« Il crache par terre pour ponctuer sa phrase. »


La planque est sombre. Trois pièces à la limite du sous-sol. Le jour peine à y entrer. Pour être efficace, il lui faudrait un passage plus large que les minuscules lucarnes encrassées. Le propriétaire est un homme bourru, rond, le visage mou, la barbe hirsute. Il porte de vieux vêtements élimés aux mailles élargies. Les yeux fatigués tournent dans leurs orbites, ivres.
Il rentre tard le soir, puant le goudron. Quand il ouvre la porte, les grondements de l’extérieur dérangent le silence et la solitude grâce auxquels Monika survit faiblement.
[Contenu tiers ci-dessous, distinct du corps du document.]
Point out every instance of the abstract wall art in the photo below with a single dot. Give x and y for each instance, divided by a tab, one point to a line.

Il s’assied, la chaise grince sous son poids. Il pose devant lui un petit verre sur les rebords duquel le tartre dessine des sillons poussiéreux.
Il débouche une bouteille de rakia, remplit le petit verre bruyamment et avale d’un trait. Claque de la langue. Ferme les yeux pour mieux jouir de la brûlure du liquide râpeux. Il se sert une seconde rasade qu’il boit cette fois-ci à petites gorgées pressées, comme une enfant téterait un biberon de lait.
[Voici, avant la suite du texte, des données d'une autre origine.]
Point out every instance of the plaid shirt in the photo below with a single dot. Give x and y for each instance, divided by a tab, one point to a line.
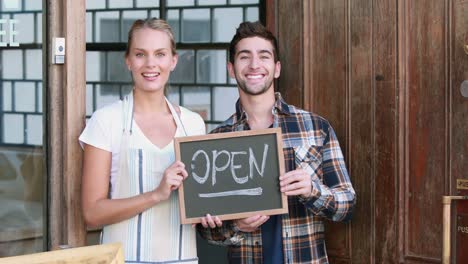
310	143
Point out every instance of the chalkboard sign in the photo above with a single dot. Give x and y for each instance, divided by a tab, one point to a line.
231	175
Il repose avec fracas le verre sur le bois de la table, se frotte les cuisses en balançant le buste d’avant en arrière. Il allume la télévision, se concentre sur les nouvelles en secouant la tête. Il grogne. Il éteint.
Enfin, il daigne adresser la parole à Monika, prostrée sur un vieux matelas défoncé jeté à même le sol dans un coin.
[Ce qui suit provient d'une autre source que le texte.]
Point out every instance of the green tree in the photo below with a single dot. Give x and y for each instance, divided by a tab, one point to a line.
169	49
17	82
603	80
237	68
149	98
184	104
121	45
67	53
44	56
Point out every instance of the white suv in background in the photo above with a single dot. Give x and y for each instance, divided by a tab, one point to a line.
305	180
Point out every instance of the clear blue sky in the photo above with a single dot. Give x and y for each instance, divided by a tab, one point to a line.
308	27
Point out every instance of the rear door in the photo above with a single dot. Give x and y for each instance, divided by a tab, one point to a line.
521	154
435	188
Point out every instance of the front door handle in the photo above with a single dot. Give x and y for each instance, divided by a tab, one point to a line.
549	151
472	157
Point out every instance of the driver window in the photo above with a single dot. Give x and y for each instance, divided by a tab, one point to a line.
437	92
« Ces internationaux, ils comprennent rien. Ils le trouveront pas, Karadzic. C’est un héros, il y a mille personnes pour le cacher ! »
Il crache par terre pour ponctuer sa phrase.
Monika ne lui répond pas. Elle s’en fout de Karadzic.
Depuis qu’elle est arrivée à Belgrade, la vie l’a quittée. Elle ne mange plus, ne dort plus. Elle reste là, à fixer le plafond. Elle ne pense pas. Elle s’écoute respirer. Rapidement, comme un animal blessé attendrait de retrouver enfin ses repères. Mais il n’y en a plus. Monika n’est pas blessée. Sa souffrance n’a ni siège ni origine. Elle est impossible à apaiser.
Elle est perdue, indécise. Lâcher prise et se fondre dans ce grand noir confortable qui l’attire ? Ou refaire surface, se raccrocher ? Oui, mais à quoi ?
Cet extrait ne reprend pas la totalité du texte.